Phil Rupert took second place in free pistol with a score of 313 and first place in air pistol with a score of 493. Rjay Finke took third place in free pistol at 243 and second place in air pistol at 456. Sandy Brikmanus fired 232 for fourth place in free pistol and 407 for fourth in air pistol. Michael Hanthorn took third in air pistol at 421, and Rory Fowler took fifth place in air pistol at 401.
Saturday Bird feeder banding, 8:30 a.m., meet at Sandusky County Park Disrict headquarters, Countryside Drive off U.S. 20 bypass east side of Fremont; call the parks, 419-334-4495 or 1-888-200-5577; also, hawk program, 11 a.m., White Star Park barn, County Road 65 just east of State Rt. 300, Gibsonburg.
Saturday Toledo Muzzle Loaders, annual meeting, Terrace Room, Toledo Botanical Gardens, 5403 Elmer Dr.; also, Sunday, officers fun shoot, 11 a.m., Clinton Boothby Memorial Range, 875 Schwamberger Rd.; call Rich Hulsebus, 419-474-6666.
Saturday Fly-tying demonstrations with Jeff Bear Andrews, 10 a.m. to 4 p.m., Cabela s, M-50, Dundee, Mich.
Saturday Winter Trails snowshoeing event, Michigan Snowshoe Center, Roscommon, Mich., call 866-275-0300 or visit the event Web site, www.wintertrails.org.

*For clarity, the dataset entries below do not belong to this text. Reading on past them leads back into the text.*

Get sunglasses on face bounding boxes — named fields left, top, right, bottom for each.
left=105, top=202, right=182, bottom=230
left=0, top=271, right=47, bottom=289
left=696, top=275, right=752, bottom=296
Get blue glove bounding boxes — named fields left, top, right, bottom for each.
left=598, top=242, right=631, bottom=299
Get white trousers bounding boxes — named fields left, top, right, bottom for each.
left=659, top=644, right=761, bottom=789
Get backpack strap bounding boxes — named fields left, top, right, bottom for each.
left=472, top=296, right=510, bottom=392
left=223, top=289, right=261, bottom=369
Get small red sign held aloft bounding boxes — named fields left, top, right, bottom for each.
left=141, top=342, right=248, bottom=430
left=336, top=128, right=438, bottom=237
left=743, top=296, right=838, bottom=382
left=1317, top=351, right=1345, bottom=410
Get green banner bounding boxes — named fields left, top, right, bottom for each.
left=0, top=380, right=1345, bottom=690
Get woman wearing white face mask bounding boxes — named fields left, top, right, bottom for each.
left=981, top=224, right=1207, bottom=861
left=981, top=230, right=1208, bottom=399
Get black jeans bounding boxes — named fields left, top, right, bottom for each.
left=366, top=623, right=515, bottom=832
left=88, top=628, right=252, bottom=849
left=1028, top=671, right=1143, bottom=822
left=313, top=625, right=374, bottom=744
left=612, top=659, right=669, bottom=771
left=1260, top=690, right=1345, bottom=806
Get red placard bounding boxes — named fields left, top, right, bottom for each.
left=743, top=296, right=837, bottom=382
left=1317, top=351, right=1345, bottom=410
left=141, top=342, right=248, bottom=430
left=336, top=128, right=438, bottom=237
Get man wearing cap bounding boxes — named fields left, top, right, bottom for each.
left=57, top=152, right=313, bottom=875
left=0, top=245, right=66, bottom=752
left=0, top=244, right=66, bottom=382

Saturday and Sunday Maumee Valley Gun Collectors, Woodland Town Center Mall exhibit center, north end, State Rt. 25 north edge of Bowling Green; Saturday 8:30 a.m. to 4 p.m., Sunday 8:30 a.m. to 3 p.m.; call MVGCA 419-893-1110 or visit its Web site, www.mvgca.org.
Sunday Sporting Clays public shoot, 9 a.m., United Conservation and Outdoor Association of Hancock County, Township Road 243 north of U.S. 224, east of Findlay, first road east of Birchhaven Retirement Village; breakfast 7:30 a.m., lunch available; call Don Borkosky 419-427-4236 or the club after 7 a.m. 419-424-9152.
Sunday Bowshoots: Mudjaw Bowmen, 6240 Benore Rd., register 9 a.m. to 1 p.m., 30 3-D targets, call Rocky Warner 419-474-9492; also, Lincoln Bowmen, 26245 King Rd., Romulus Mich., 30 3-D targets, chili shoot, call Matt Gibbons 734-283-5465.